The Vedic Age has always had the mention of “4 Varna’s” in which the Hindu society has been divided and the occupational order that was categorized based on these Varna’s. The Kshatriya order was the second in this line, the Sanskrit meaning of the word is ‘rule’ or ‘authority’.
Traditionally, the Kshatriya constituted the ‘Ruling’ or ‘Military’ elite, there work was to protect the society by fighting in wartime and governing it during the time of peace. Originally in the Rig Vedic period the Kshatriyas were a tribe with a chief called Rajan whose position was not hereditary and he was elected in a tribal assembly called ‘Samiti’ which also included women. Rajan protected the tribe and cattle and he was assisted by a priest, he did not maintain any standing army, though in the later period rulership appears to have been risen as a class.
The Puranas mentioned a classification in the Kshatriya Varna which were the ‘Suryavansh’ or the ‘Solar line’, the ‘Chandravansh’ or the Lunar line, the ‘Agnivansh’ in which an eponymous ancestor rises out of ‘Agni’ or fire and the ‘Nagvansh’ claiming their descent from the ‘Nagas’ (Snake-born).
The Suryavansh is the dynasty claiming its descent from ‘Surya’ or the Sun God; Lord Surya was the son of Sage Kashyap and his wife, Aditi. He was also known as ‘Vivasvana’ or ‘Martanda’.
Surya was married to Samjna, the daughter of Vishwakarma and together they had three children, Manu and the twins Yama and Yamuna.
Manu also known as Vaivasvata Manu was the founder of the Suryavansh, he had 10 children and he made his oldest son ‘Ikshvaku’ the heir to his dynasty. The Suryavansh is also known as the ‘Ikshvaku’ clan since he is regarded as one of the most prominent kings of this dynasty. This dynasty saw a lot of famous and prominent monarch. Lord Ram of the Ramayana also belonged to this dynasty.

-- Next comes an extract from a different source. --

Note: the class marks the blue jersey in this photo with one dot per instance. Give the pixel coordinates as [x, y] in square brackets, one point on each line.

Ikshvaku who was the son of Manu and the grandson of Surya ruled from the ‘Kosala Kingdom’ along the banks of river Sarayu with Ayodhya as his capital, which presently is known as Awadh in Uttar Pradesh, Ikshvaku ruled as a monarch at the beginning of the Sat Yuga or the first Yuga and he made Sage Vashistha as the supreme preceptor of his clan.

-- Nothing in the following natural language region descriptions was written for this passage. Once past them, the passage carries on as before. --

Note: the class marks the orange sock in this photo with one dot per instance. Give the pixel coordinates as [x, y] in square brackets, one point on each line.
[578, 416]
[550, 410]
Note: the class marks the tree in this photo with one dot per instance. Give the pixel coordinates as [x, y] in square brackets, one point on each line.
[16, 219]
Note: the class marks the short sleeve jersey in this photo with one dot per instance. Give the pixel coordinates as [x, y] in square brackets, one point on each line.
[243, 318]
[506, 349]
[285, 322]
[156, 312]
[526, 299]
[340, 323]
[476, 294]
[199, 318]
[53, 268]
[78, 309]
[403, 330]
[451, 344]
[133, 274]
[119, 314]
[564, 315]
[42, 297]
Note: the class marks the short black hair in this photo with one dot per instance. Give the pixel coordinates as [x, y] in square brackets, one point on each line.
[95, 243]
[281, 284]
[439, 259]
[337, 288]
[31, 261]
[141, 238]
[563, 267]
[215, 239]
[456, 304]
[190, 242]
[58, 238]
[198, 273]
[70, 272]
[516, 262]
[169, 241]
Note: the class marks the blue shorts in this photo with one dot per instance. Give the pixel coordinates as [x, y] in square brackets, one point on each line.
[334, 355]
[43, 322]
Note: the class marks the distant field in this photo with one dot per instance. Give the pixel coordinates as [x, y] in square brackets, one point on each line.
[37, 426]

The Ikshvaku clan was later renamed as ‘Raghuvansh’ after Emperor Raghu who was the great grandson of Ikshvaku and one of the most powerful kings of this dynasty; he had defeated Lord Indra and it was during his reign the Kingdom of Kosala had prospered, he was also the Great-Grandfather of Lord Rama who was the seventh avatar of Lord Vishnu and the hero of the epic Ramayana.

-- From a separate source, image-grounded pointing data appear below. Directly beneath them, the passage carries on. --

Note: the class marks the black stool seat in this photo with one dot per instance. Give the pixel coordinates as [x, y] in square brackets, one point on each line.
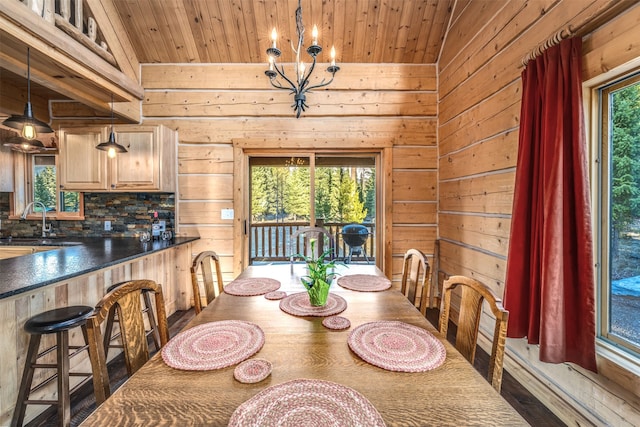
[59, 319]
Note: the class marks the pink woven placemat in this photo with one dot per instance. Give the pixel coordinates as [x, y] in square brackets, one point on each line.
[305, 402]
[252, 371]
[213, 345]
[364, 282]
[397, 346]
[251, 286]
[275, 295]
[298, 305]
[336, 322]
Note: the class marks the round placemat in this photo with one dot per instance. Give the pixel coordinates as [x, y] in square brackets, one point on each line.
[305, 402]
[397, 346]
[252, 371]
[251, 286]
[213, 345]
[336, 322]
[275, 295]
[364, 282]
[298, 305]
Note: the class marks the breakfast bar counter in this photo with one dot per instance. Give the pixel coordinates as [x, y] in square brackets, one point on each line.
[77, 272]
[70, 258]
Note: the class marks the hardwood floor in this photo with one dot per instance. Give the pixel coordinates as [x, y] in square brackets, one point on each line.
[536, 414]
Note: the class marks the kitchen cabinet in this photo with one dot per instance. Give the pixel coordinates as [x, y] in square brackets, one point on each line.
[6, 169]
[148, 165]
[82, 167]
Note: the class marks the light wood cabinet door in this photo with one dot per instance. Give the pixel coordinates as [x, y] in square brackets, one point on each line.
[6, 169]
[149, 164]
[82, 166]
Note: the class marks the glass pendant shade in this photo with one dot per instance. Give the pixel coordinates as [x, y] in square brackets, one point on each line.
[111, 146]
[28, 125]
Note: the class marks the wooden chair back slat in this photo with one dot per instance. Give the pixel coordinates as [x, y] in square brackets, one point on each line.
[134, 339]
[415, 274]
[126, 299]
[203, 268]
[473, 293]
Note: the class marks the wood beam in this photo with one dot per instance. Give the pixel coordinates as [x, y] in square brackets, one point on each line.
[19, 25]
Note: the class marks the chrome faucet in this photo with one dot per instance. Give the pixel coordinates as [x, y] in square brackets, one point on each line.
[45, 228]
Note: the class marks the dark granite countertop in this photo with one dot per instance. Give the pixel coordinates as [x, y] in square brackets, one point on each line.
[76, 256]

Also, Gautama Buddha the founder of Buddhism is a descendant of Suryavansh or the Ikshvaku Dynasty, his father King Suddhodhana was the ruler of Kapilavastu which was a vassal state of the Kosala kingdom.
Thus the Suryavansh or the solar dynasty as we know today was prominently the Ikshvaku or the Raghuvansh with the famous kings being Harishchandra, Bhaghirath, Raghu, Dashrath and Rama to name a few.
Apart from Suddhodhana history also has a mention of other famous kings who were the part of the Suryavanshi clan Ambhi Kumar who has a mention in the history the King of Taxila which is the present day city of Attock in Pakistan; he was the arch rival of Emperor Chandragupta Maurya the founder of the Maurya Dynasty, he is also regarded as a descendant of the solar line. King Sumitra has been regarded as the last King of Ayodhya from the Solar Dynasty as in the 4th century BC ‘Mahapadma Nanda’ the founder of the Nanda Dynasty defeated him and forced him to leave Ayodhya thus ending the rule of the Solar Dynasty or ‘The Suryavansh’.